This week, we enter the season of Lent. Beginning on Ash Wednesday and ending on the Wednesday of Holy Week.

It is not about the sacrifices I can make for six weeks. It is not about giving up Netflix or chocolate or about going meatless altogether or going for daily mass or help out at a soup kitchen. If we let ourselves think of Lent only as a time of sacrifice, an “ordeal” to be endured, are we missing out on a full understanding of the season. Surely this isn’t all that Lent should mean for us as Catholic Christians?

Lent offers us all a very special opportunity to grow in our relationship with God and to deepen our commitment to a way of life as his followers, rooted in our baptism.

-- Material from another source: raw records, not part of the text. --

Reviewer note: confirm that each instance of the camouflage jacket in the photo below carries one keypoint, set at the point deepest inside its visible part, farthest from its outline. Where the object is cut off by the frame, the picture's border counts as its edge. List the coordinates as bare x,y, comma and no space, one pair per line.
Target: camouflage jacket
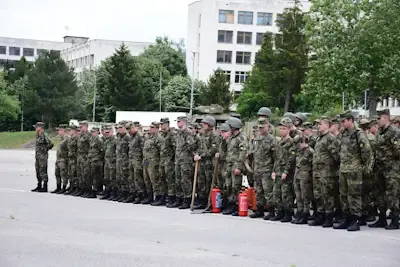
388,147
84,143
304,163
356,154
122,149
263,152
285,157
136,148
95,149
151,149
185,146
73,148
43,145
326,156
62,151
238,146
167,147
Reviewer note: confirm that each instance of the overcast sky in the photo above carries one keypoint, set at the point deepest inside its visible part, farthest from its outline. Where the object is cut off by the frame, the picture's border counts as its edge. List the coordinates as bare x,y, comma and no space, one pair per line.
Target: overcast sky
129,20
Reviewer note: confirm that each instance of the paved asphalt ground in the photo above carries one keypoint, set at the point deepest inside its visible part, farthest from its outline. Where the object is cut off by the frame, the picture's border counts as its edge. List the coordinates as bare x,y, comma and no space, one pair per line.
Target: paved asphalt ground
56,230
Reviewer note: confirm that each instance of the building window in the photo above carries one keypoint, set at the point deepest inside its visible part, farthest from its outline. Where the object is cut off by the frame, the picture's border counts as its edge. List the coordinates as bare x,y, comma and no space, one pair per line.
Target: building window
226,16
28,52
224,56
244,37
264,18
227,74
3,50
14,51
240,76
225,37
243,57
245,17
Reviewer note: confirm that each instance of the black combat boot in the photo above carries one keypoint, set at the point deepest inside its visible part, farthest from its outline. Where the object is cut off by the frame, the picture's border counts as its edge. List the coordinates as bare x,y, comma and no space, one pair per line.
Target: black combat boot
394,224
38,187
279,216
63,190
319,220
55,191
185,205
381,222
44,188
259,213
328,220
288,216
271,213
344,224
354,224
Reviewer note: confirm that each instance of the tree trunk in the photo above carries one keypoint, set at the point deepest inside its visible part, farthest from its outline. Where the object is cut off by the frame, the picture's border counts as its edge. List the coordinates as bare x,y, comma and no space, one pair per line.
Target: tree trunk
288,98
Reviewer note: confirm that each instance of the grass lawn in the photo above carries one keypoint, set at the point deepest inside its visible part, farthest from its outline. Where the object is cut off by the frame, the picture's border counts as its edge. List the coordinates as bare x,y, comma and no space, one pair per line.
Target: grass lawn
15,139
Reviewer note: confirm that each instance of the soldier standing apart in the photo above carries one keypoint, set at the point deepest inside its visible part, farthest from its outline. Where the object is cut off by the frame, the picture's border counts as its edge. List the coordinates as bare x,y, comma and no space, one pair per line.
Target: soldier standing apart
72,154
303,179
283,171
388,171
263,153
122,162
185,146
151,164
83,162
207,147
356,160
95,160
167,162
325,161
42,147
236,155
61,168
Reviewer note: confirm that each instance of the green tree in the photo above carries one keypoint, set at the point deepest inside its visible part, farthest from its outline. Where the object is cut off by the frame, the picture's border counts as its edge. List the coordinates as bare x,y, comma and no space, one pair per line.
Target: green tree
51,89
171,58
355,46
216,91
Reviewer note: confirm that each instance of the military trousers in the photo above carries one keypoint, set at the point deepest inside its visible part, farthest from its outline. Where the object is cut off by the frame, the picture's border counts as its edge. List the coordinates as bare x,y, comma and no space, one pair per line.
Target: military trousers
283,193
61,172
350,187
167,176
264,186
109,173
183,179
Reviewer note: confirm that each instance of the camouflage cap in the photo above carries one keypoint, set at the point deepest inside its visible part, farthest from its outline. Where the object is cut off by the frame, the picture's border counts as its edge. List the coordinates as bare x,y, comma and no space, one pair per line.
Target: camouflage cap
286,121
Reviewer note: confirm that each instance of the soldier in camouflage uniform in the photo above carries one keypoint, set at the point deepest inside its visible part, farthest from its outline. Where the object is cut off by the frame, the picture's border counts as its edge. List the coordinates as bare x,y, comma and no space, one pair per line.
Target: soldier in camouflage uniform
303,179
208,143
42,147
95,156
83,170
283,172
356,160
61,168
167,162
263,152
151,165
185,147
325,161
388,171
237,150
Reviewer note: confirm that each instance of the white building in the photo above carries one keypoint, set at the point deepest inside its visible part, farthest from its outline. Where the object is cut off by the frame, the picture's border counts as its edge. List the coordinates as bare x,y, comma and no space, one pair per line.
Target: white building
227,34
92,52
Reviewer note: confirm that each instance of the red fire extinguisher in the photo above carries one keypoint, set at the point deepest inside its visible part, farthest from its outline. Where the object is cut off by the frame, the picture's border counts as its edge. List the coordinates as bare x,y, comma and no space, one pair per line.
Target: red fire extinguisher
243,204
216,200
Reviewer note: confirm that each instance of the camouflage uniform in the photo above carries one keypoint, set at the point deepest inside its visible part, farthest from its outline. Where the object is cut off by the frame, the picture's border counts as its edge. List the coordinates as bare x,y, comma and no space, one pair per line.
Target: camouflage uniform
61,170
122,162
167,161
96,163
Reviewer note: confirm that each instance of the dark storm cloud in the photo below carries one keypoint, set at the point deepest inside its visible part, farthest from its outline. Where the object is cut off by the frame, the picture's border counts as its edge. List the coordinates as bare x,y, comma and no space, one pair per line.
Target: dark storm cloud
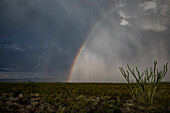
59,25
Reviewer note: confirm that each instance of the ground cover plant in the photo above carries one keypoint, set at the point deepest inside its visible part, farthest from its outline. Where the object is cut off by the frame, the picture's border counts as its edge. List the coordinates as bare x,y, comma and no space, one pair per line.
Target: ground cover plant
76,97
147,83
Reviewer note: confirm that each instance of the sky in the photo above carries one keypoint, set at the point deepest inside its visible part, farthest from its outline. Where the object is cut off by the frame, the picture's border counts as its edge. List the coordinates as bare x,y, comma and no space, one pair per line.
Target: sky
82,40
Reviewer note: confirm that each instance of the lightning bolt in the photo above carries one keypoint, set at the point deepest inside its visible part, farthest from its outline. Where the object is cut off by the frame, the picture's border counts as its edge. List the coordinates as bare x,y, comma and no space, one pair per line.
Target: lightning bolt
39,60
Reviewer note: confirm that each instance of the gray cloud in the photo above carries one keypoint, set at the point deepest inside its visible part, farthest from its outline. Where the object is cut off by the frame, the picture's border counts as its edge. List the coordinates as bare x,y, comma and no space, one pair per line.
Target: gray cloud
113,45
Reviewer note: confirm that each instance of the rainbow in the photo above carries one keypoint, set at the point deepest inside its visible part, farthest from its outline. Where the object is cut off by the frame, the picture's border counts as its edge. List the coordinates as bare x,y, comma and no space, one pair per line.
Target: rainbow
95,28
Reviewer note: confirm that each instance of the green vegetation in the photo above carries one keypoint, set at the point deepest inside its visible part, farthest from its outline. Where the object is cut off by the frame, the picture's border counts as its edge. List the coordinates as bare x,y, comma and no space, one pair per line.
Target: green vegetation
76,97
147,83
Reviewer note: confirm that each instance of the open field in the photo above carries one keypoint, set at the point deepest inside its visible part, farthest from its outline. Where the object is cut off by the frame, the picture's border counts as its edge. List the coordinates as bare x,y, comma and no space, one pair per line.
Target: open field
76,97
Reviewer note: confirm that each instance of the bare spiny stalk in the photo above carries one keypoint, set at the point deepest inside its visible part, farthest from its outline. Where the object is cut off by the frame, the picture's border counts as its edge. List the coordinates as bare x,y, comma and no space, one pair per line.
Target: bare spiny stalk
147,82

In the Opening Prayer before the readings this weekend, we pray: “Grant, almighty God, through the yearly observances of holy Lent, that we may grow in understanding of the riches hidden in Christ and by worthy conduct pursue their effects.” And the first Preface (the prayer that introduces the Eucharistic Prayer) of Lent in The Roman Missal calls it a “gracious gift” and speaks of the joy of the faithful as they “await the sacred paschal feasts”. For me, these words help provide a key to a deeper awareness of the meaning and purpose of Lent.

When I look at the season through this frame of reference, it becomes clear that Lent is essentially a season of grace, a time of being invited by God to experience his deep love for me in an intensely personal way and to live out that love in my life as a disciple of Jesus Christ, trying wherever and however I can to build a society based on his teachings. A world that is more loving and just, where there is truth and integrity, love and compassion, freedom, and peace.

May God bless us all as we walk with him each day and grow in intimacy with him in the weeks ahead.